Way back in 2009 when this house was a mere twinkle in our architects' eyes, this lot had a lot of unkempt greenery on it. At the time, I mentioned that up to one-third of the narrow lot's width was consumed by cedar, Chinese elm, and Russian olive trees. In the process of cutting them down, we also felled the trunk of a walnut tree that had been dead for many years before. Since then, the walnut trunk has lived in the back of our property while we tried to figure out what to do with it. A few calls around town led us to Nick Barlow, who enjoys cutting up trees and has the mobile gear to do it.
This trunk was about 14 feet long and around 18 inches in diameter. We didn't really know the true condition of the wood and were worried that it might have some damage from insects or just general wear and tear that could make it unusable.

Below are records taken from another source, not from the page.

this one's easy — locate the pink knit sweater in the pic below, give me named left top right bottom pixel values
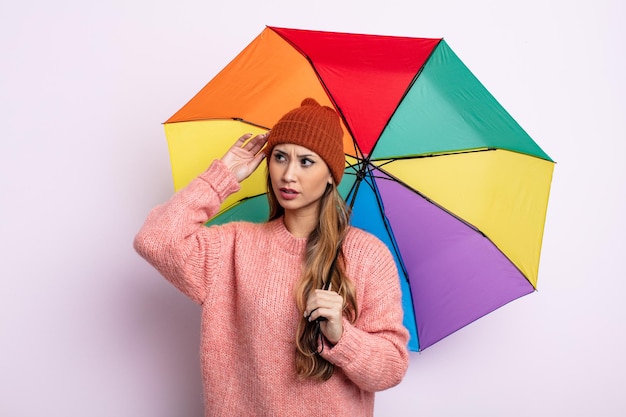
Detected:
left=134, top=160, right=409, bottom=417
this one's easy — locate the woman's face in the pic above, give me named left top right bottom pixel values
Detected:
left=268, top=143, right=333, bottom=216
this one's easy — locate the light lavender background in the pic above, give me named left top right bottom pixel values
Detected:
left=1, top=1, right=624, bottom=416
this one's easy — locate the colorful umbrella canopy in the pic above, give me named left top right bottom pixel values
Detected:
left=163, top=26, right=554, bottom=352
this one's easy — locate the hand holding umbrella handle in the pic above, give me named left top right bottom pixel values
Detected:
left=220, top=132, right=269, bottom=183
left=306, top=290, right=344, bottom=347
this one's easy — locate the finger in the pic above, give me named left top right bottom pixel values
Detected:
left=245, top=132, right=269, bottom=154
left=307, top=307, right=330, bottom=322
left=306, top=290, right=341, bottom=310
left=234, top=133, right=253, bottom=147
left=304, top=303, right=323, bottom=320
left=314, top=289, right=341, bottom=301
left=305, top=307, right=319, bottom=321
left=228, top=134, right=253, bottom=154
left=309, top=306, right=340, bottom=323
left=249, top=150, right=267, bottom=171
left=306, top=302, right=342, bottom=322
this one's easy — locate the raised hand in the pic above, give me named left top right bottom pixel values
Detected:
left=220, top=132, right=269, bottom=183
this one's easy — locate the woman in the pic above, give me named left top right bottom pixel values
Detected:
left=134, top=98, right=409, bottom=416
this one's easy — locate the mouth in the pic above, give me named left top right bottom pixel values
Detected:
left=278, top=187, right=299, bottom=200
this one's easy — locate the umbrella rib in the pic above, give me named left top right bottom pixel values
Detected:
left=163, top=117, right=272, bottom=130
left=374, top=147, right=554, bottom=164
left=367, top=39, right=442, bottom=158
left=212, top=193, right=268, bottom=217
left=372, top=164, right=486, bottom=236
left=346, top=163, right=411, bottom=280
left=232, top=118, right=271, bottom=130
left=343, top=158, right=368, bottom=207
left=374, top=147, right=497, bottom=164
left=373, top=164, right=538, bottom=290
left=366, top=169, right=410, bottom=279
left=269, top=27, right=365, bottom=159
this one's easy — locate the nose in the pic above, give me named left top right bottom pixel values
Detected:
left=282, top=160, right=297, bottom=182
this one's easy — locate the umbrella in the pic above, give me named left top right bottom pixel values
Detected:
left=163, top=26, right=554, bottom=352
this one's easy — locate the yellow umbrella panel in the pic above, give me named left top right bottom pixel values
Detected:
left=379, top=150, right=554, bottom=288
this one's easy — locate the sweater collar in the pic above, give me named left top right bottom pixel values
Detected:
left=269, top=217, right=308, bottom=255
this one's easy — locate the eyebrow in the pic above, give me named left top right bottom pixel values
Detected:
left=274, top=149, right=318, bottom=158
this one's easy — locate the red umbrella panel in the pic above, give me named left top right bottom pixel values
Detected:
left=163, top=26, right=554, bottom=352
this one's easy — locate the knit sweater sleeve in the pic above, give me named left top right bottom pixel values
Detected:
left=133, top=160, right=240, bottom=304
left=321, top=230, right=410, bottom=392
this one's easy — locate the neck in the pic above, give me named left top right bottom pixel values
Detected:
left=283, top=210, right=318, bottom=238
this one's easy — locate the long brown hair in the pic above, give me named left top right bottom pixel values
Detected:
left=266, top=171, right=358, bottom=381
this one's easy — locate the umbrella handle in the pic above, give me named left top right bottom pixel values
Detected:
left=312, top=242, right=342, bottom=354
left=322, top=242, right=342, bottom=291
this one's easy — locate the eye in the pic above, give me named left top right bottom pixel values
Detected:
left=300, top=158, right=314, bottom=167
left=273, top=152, right=286, bottom=162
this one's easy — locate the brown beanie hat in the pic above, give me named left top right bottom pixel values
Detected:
left=267, top=98, right=345, bottom=184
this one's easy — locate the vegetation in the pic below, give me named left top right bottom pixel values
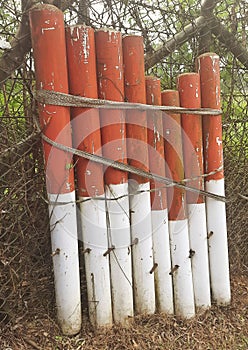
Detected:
left=0, top=0, right=247, bottom=349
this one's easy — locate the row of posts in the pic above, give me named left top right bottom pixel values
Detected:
left=29, top=4, right=231, bottom=335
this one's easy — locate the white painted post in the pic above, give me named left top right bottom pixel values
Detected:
left=48, top=193, right=82, bottom=333
left=123, top=35, right=156, bottom=315
left=162, top=90, right=195, bottom=318
left=29, top=5, right=82, bottom=334
left=145, top=76, right=174, bottom=314
left=80, top=196, right=113, bottom=326
left=95, top=29, right=133, bottom=324
left=197, top=53, right=231, bottom=305
left=178, top=73, right=211, bottom=310
left=65, top=25, right=113, bottom=326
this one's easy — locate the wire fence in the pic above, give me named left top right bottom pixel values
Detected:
left=0, top=0, right=247, bottom=327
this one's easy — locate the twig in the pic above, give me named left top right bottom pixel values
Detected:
left=23, top=337, right=42, bottom=350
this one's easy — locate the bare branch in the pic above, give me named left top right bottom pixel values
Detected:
left=0, top=0, right=75, bottom=85
left=145, top=16, right=206, bottom=70
left=210, top=16, right=248, bottom=69
left=78, top=0, right=90, bottom=25
left=198, top=0, right=219, bottom=54
left=201, top=0, right=220, bottom=14
left=145, top=11, right=248, bottom=70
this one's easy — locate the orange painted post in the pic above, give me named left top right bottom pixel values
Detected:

Nick lopped off the top end where the trunk started to split in order to get a good look at the quality of the interior wood...which was gorgeous.
He then split that upper part into several chunks, one of which might eventually serve as some sort of stool or footrest for visitors at our front door who need a place to sit while they remove or put on their shoes. Tai's dad took another chunk (I hear there are plans to turn it for a bowl), and we have a few plans for the other chunks.
Nick needed to take a slice off the top of the log before creating true planks.
The wood was already really, really dry -- his best guess was that the tree had been dead for at least 15 years. This is good news for us because it cuts down the curing or drying time before we can use it.
Nick chewed through three chains in the process (because the wood was so dry).
We already have plans for a dining room table, but while we put the finishing touches on those designs, we'll let the wood dry for a bit more.